In January 1989, after-Mass parish meetings were held to check on support and to air concerns of such a project. These meetings were well attended and fruitful. By March 1989, a parish committee and been appointed and talks with Bishop McAuliffe provided the enthusiastic and financial support of the Diocese of Jefferson City. In May 1989, parishioner Gus Vandecnocke was asked to draw some building plans using the ideas gathered at the parish meetings. These were presented to the Parish Council in January 1990. The Council recommended that the plans be distributed and bids collected. In May of the same year, Bishop McAuliffe came to St. Joseph's for Confirmation, giving parishioners the opportunity to speak with him personally about the needs of the parish.

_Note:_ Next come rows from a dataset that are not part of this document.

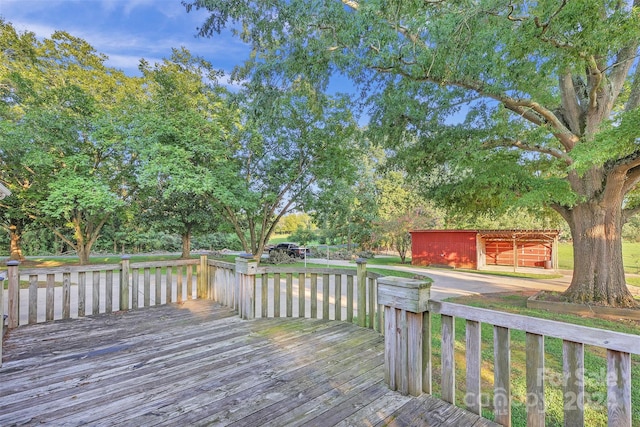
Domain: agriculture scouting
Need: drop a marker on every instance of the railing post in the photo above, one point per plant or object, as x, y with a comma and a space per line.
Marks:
14, 294
246, 268
405, 301
124, 283
1, 316
361, 268
203, 278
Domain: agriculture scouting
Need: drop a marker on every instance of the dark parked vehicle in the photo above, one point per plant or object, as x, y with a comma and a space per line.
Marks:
290, 249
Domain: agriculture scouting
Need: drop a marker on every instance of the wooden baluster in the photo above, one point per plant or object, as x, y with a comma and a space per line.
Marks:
535, 379
95, 294
337, 288
108, 297
82, 293
276, 295
325, 296
33, 298
289, 295
473, 360
302, 294
502, 375
51, 280
66, 295
158, 286
147, 287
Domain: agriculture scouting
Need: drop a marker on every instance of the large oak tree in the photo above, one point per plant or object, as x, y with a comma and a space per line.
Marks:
552, 89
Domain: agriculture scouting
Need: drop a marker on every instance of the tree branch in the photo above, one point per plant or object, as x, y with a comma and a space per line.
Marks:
507, 142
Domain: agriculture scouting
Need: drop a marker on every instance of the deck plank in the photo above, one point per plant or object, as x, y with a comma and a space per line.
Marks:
196, 363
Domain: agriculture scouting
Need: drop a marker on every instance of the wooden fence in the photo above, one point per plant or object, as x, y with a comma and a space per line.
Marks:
42, 295
353, 295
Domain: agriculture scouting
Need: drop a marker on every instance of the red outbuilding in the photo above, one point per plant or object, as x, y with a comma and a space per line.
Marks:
484, 249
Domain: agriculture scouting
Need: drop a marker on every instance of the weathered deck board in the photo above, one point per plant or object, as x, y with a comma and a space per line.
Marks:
197, 363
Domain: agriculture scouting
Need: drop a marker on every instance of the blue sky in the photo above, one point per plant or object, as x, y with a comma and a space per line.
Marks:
126, 30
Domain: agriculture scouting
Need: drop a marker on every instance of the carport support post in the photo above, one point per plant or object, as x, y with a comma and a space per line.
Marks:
405, 302
124, 282
246, 268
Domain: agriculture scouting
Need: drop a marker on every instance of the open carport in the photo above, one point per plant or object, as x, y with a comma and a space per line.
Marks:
486, 249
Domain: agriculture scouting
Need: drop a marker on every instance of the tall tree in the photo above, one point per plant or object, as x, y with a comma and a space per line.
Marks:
182, 131
552, 88
295, 144
63, 105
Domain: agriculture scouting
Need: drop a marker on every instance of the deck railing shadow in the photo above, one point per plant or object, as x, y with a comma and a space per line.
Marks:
398, 308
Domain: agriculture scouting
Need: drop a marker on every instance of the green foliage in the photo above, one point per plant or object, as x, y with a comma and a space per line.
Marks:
62, 157
490, 106
303, 236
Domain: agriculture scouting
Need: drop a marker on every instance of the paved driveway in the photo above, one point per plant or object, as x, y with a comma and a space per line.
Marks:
452, 283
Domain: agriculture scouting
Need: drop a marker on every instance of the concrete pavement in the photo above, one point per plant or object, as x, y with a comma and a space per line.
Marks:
453, 283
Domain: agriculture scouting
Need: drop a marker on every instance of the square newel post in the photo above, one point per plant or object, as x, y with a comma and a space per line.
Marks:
361, 271
404, 300
246, 268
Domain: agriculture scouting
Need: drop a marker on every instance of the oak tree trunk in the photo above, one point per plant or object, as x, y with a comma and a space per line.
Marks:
15, 252
598, 271
186, 245
83, 253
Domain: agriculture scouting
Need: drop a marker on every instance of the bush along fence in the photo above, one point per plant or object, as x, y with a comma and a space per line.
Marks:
399, 308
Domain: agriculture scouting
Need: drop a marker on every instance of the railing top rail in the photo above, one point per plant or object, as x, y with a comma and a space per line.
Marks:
617, 341
167, 263
317, 270
68, 269
103, 267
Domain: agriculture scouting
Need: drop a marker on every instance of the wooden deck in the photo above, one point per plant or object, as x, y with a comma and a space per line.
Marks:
198, 364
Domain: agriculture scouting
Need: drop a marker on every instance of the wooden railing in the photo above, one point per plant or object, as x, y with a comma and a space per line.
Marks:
42, 295
409, 357
402, 312
324, 293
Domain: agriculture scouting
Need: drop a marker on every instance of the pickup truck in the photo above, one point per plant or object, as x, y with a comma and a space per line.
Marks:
291, 249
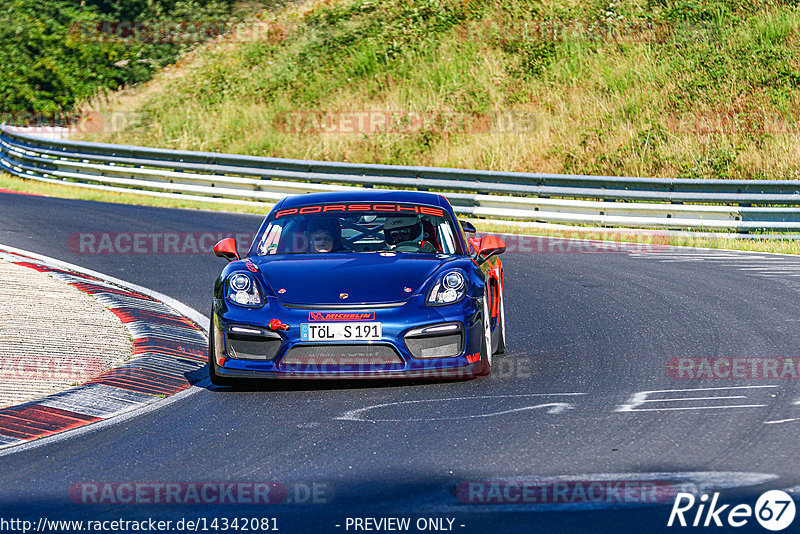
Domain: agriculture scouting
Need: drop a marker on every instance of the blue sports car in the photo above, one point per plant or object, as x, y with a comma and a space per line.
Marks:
365, 284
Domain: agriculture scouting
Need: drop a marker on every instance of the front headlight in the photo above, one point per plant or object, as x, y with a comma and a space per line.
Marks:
450, 287
243, 290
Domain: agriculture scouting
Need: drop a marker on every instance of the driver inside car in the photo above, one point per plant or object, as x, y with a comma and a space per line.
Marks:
405, 234
323, 235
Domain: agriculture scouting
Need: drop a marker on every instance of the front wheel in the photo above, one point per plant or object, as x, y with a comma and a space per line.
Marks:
486, 339
216, 379
501, 324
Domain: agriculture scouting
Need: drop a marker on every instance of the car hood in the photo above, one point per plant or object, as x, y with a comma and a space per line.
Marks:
366, 278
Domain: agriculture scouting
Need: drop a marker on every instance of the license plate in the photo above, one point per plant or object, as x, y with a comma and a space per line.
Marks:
341, 331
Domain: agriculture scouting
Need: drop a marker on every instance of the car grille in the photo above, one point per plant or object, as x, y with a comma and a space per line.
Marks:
244, 347
447, 346
342, 355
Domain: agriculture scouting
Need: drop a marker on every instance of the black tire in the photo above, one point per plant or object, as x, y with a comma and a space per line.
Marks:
501, 325
486, 340
216, 379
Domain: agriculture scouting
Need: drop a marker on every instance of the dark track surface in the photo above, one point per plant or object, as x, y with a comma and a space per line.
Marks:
602, 324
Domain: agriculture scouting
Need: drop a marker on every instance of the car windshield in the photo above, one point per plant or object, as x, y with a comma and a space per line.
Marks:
359, 228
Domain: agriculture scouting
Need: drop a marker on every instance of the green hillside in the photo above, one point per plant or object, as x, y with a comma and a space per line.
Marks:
59, 52
688, 88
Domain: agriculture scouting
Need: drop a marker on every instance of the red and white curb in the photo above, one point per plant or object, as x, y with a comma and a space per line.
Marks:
170, 351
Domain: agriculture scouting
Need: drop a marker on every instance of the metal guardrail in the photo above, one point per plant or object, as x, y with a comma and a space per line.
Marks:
686, 204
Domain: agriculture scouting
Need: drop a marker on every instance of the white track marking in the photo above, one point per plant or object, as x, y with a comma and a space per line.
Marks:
554, 407
642, 397
782, 421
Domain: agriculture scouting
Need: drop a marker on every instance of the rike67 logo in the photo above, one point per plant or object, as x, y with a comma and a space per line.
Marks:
774, 510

Bishop McAuliffe was presented with copies of the building plans in September 1990. At the same time, the parish petitioned his help in obtaining a grant from the Catholic Church Extension Society. The response was slow, and an interim pledge drive was less that enthusiastic, but on October 15, 1991, the grant was approved. A pledge drive was again pursued, and many more positive responses were received. It was clear that the new parish building would become a reality.
Delays drew things down, and it was June 1992 before the contract was drawn up and the final diocesan approvals were attained. Under the requirements of the Extension Grant, the building would have to be under roof by October 15, 1993. Work began on July 28, 1992, a brick building measuring 60' by 100' with eight divided classrooms, a kitchen, restrooms, and storage areas was finally on its was. In March 1993, the annual pancake/sausage breakfast was held in the newly constructed parish hall.
In July 1996, St. Joseph's once again had a resident priest, Fr. Richard Colbert, C.PP.S. Through the residencies of Fr. Colbert, Fr. Mark Smith and Fr. Don Wallace, St. Joseph continued to thrive and grow as a parish. In the Fall of 2002, Fr. Wallace and the Parish Council decided to improve the worship area of the main church with new windows. With the dual purpose of replacing the current inefficient windows and beautifying the church structure, a committee was formed to pursue a stained glass window project.